Jusqu'ici tout va bien : Nocturama, drame décadent de Bertrand Bonello. - Critique Cinema

    

Paris, un matin. Quelques jeunes hommes et femmes de milieux divers évoluent un par un, dans les dédales du métro. Ils ont l'air de suivre des trajectoires précises. Ils évitent de se regarder. On pressent qu'ils se connaissent, mais on n'en est pas sûr. Pas de dialogue, on les suit dans leur vie, les heures sont marquées. La tension est oppressante.  

 

Avec un sujet brûlant au possible, Nocturama, drame de Bertrand Bonello (L'Apollonide : souvenirs de la maison close, St Laurent) ressemble à un ovni. Ennemis du spoiler, allez voir le film et revenez lire la suite. Impossible de ne pas dévoiler l'histoire en évoquant le film, vous êtes prévenus !

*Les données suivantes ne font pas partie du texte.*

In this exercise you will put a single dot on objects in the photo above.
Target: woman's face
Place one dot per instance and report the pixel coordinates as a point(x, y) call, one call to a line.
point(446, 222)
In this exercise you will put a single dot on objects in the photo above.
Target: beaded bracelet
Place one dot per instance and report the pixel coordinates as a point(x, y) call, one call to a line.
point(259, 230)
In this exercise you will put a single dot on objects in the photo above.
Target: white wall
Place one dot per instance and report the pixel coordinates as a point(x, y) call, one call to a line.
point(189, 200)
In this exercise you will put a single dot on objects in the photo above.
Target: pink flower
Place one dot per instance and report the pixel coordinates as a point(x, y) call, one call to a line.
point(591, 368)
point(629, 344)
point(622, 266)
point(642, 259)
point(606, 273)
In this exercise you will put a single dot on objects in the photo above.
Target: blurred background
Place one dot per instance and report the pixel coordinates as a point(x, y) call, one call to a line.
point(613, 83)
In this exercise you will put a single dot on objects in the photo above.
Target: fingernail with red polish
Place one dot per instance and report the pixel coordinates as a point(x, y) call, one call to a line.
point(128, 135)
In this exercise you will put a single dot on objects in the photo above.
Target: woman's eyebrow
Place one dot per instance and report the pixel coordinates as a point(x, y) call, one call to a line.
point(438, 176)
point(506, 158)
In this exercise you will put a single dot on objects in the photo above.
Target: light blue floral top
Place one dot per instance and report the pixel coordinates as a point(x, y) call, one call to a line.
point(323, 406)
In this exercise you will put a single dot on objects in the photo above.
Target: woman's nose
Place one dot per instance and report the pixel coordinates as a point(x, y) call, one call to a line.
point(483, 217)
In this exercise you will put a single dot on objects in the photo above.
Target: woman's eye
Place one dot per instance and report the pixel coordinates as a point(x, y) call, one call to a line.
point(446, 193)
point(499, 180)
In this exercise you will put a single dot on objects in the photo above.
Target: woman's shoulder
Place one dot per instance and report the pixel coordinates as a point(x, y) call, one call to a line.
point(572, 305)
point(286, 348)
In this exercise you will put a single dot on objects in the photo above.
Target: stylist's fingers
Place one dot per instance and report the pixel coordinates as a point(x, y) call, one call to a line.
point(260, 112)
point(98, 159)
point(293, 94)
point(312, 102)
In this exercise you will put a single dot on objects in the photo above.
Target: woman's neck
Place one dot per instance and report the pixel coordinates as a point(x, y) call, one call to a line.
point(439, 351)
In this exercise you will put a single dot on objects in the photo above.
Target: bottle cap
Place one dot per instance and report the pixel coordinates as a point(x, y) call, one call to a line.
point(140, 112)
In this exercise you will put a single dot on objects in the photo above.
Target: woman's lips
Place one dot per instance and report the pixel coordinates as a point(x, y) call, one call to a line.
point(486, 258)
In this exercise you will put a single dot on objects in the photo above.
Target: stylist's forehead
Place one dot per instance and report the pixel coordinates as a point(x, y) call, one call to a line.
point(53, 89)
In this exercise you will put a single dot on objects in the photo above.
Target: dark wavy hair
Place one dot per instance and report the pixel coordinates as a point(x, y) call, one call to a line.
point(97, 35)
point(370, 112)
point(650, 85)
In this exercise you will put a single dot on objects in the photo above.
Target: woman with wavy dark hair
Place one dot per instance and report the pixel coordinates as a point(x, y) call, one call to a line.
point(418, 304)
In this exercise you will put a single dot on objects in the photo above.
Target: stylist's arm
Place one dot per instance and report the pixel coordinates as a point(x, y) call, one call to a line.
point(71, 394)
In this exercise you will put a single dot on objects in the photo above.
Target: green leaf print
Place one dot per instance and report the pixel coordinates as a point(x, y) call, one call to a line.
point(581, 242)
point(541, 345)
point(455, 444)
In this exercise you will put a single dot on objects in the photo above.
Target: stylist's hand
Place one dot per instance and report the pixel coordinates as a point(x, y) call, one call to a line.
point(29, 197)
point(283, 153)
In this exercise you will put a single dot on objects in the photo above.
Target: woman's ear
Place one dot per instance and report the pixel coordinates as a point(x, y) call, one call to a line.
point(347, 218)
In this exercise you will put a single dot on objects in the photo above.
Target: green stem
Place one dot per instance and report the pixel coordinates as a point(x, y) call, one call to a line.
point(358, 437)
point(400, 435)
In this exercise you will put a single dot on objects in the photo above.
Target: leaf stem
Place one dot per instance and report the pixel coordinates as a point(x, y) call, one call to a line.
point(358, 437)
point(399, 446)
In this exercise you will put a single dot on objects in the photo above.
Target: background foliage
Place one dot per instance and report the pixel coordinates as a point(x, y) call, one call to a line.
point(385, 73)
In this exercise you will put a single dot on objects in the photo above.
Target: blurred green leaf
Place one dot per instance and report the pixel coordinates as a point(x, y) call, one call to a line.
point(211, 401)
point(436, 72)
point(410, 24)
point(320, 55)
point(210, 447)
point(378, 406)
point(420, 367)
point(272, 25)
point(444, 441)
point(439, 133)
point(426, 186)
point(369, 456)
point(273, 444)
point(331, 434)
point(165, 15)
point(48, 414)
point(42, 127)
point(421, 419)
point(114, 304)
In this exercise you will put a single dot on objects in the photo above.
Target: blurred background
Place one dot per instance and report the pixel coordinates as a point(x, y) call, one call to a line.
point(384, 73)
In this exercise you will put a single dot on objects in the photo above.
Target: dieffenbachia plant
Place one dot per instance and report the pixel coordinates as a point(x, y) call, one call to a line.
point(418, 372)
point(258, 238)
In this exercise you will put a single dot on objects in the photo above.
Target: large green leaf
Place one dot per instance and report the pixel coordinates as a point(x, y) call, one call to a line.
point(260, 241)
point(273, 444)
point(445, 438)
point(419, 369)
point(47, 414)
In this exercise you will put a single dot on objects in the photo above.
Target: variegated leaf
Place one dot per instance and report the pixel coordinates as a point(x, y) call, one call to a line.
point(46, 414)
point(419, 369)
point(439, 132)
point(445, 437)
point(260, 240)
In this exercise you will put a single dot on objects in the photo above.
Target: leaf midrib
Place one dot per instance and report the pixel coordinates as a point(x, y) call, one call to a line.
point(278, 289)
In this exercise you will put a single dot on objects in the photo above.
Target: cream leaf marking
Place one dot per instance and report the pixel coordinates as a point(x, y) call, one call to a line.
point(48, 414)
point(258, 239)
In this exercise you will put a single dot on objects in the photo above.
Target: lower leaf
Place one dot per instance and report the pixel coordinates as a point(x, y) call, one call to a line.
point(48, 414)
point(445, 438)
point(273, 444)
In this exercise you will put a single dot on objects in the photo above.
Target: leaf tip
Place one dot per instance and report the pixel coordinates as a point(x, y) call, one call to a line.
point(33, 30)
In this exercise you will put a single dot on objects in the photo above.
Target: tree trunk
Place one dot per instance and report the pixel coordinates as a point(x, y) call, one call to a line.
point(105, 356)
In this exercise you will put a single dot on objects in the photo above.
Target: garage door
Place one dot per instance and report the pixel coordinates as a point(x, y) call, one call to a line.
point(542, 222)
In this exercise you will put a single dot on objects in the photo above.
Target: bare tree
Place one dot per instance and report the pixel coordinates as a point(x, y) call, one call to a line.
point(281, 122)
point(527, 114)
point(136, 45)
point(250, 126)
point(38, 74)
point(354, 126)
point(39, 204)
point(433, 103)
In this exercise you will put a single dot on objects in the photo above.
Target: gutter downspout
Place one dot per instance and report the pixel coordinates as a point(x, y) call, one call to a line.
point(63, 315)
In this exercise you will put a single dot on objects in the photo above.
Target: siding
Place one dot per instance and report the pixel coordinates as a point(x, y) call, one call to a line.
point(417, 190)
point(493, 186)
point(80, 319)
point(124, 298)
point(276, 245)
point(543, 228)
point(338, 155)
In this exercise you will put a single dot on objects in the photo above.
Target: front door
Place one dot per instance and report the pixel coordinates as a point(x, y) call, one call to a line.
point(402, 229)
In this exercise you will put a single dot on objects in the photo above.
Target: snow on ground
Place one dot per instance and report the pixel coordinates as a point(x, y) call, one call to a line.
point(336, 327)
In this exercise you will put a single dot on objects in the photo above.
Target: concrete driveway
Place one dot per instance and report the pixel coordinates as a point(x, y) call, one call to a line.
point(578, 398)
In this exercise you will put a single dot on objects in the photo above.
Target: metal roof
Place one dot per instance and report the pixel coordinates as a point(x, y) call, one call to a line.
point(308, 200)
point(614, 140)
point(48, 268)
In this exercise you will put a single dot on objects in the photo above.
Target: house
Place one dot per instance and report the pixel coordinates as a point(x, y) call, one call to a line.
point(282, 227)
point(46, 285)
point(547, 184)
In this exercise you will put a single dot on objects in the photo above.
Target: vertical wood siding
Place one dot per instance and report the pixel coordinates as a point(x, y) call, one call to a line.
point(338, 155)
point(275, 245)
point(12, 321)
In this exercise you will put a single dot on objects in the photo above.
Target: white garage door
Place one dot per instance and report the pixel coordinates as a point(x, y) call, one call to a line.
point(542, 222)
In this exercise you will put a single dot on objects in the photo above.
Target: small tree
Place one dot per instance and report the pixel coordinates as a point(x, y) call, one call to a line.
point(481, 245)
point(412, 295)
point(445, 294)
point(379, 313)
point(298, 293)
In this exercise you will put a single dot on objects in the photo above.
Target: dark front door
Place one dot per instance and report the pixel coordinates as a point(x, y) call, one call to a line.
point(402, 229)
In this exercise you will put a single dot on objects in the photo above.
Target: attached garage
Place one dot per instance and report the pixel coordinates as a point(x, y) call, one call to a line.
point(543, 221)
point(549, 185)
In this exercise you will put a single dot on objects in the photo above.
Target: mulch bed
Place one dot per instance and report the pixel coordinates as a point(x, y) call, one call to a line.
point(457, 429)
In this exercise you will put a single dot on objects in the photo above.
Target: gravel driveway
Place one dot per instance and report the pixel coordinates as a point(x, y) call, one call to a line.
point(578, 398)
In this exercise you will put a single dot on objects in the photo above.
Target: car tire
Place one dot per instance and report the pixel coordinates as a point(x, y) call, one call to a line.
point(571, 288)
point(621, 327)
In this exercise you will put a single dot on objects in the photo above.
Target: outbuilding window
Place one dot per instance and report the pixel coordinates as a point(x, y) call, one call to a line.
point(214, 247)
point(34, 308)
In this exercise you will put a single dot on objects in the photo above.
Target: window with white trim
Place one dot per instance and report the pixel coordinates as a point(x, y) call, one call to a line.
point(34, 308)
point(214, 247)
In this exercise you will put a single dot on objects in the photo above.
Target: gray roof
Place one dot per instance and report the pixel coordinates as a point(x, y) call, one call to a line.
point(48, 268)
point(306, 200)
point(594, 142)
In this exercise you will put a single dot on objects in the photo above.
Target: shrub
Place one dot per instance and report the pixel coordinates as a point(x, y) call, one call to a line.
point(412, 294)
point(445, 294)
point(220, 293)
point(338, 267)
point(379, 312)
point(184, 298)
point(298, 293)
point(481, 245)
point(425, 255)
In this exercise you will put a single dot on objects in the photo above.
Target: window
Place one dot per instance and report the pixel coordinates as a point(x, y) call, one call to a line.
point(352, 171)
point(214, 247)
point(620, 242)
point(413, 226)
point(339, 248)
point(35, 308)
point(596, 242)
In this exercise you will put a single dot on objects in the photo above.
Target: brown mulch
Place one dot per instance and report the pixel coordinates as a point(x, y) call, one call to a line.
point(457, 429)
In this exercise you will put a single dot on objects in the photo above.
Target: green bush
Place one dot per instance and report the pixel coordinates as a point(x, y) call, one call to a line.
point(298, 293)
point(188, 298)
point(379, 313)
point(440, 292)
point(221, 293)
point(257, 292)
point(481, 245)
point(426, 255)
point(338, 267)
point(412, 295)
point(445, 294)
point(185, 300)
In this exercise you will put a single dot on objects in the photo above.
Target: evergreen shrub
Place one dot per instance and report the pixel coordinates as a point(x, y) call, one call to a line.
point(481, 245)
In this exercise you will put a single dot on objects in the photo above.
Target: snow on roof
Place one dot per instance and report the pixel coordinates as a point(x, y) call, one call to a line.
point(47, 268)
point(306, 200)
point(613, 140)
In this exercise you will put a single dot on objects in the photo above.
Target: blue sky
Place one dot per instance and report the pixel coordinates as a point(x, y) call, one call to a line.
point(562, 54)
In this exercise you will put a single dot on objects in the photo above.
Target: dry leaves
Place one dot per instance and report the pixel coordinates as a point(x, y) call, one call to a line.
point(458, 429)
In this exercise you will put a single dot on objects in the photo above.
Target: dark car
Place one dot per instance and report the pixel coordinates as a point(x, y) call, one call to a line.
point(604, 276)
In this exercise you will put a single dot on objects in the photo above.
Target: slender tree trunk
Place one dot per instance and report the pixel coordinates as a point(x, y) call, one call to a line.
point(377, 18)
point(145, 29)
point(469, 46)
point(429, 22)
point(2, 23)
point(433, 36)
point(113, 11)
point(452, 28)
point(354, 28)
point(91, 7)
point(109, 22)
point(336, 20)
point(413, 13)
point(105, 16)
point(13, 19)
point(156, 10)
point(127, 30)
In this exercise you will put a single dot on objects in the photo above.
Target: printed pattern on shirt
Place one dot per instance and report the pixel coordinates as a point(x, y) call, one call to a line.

Bertrand Bonello a écrit le scénario depuis très longtemps et le film se détache des événements récents. Il est librement inspiré du livre Glamorama de Brest Easton Ellis. Des jeunes désoeuvrés de milieux divers se rejoignent dans une rébellion contre la société.  On relèvera un face à face très symbolique de la banlieusarde Sabrina (Manal ISSA) défiant la statue de Jeanne d'arc. Le film décortique précisément les actions de sept jeunes hommes et femmes. Bonello explore le « comment » de leurs actes mais jamais le « pourquoi ». Le spectateur adhérera ou pas au fait que les motivations des personnages restent floues, mais c'est un procédé narratif extrêmement intéressant. La moitié des comédiens sont non professionnels.

 

La force du film réside dans un scénario construit comme une partition qui scinde l'histoire en 2 parties distinctes. La première est dans l'action, très ordonnée, le temps est décompté. On suit par un montage parallèle les actions des différents personnages filmés de manière très froide, sans dialogue. A 14h07 le premier personnage passe en métro à la station La fourche, puis on suit une jeune femme qui elle, arrive au métro à 14h07 et ainsi de suite. On ne connait pas les protagonistes. On comprend juste qu'ils sont déterminés à accomplir quelque chose de pas très positif. Un plan de métro final nous indique que toute cette mécanique préparatoire est parfaitement maîtrisée. La musique électronique ajoute au côté thriller. Un flash-back nous confirme que les personnages font partie d'un même groupe : tous dînent ensemble et préparent leur projet. On regrette une mise en place des choses un peu longue avant que les personnages ne dialoguent entre eux. On n'approchera pas réellement leur psychologie : ce sont des êtres déterminés dont on ne justifie pas les motivations.

Dans un second temps les jeunes se retrouvent au grand magasin. Là, le temps s'écoule lentement. Les personnages attendent de pouvoir sortir après avoir fait exploser leurs bombes dans la capitale. Ils sont isolés, sans savoir ce qu'il se passe à l'extérieur, comme le spectateur. Ils écoutent des musiques, dansent. C'est un autre monde : les personnages sont plantés au milieu d'un symbole de la mondialisation (le magasin) qu'ils dénoncent et pourtant ils en profitent : ils se rhabillent ; costumes, robes, maquillage... bains, tout est permis dans cet espace artificiel. Yacine (Hamza Meziani) se retrouve face à face avec un mannequin habillé comme lui... On se rend compte de l'absurdité de ces jeunes personnages qui profitent de ce qu'ils rejettent en bloc. L'atmosphère oppressante confirme les propos de Adèle Haenel : « cela devait vraiment arriver », répondant à David (Finnegan Oldfield) sorti du grand magasin pour fumer une cigarette. L'inconscience de celui-ci est confirmée par son invitation lancée à un SDF à venir se restaurer dans le magasin sans tenir compte des risques.

 

Très ancré dans l'actualité, la construction narrative de cette fiction est très intéressante et on est ravis de voir un film qui ose. La réflexion sur un certain désoeuvrement de la jeunesse amenant à la violence n'est aujourd'hui pas à négliger. Le film qui devait s'appeller « Paris est une fête » a dû changer de nom suite aux événements récents. Nocturama est le titre d'un album de Nick Cave. Cela signifie « vision de nuit » mais pour Nick Cave il s'agit de la zone d'un zoo créé spécialement pour les animaux nocturnes. Une symbolique forte qui colle à la peau de ces personnages perdus.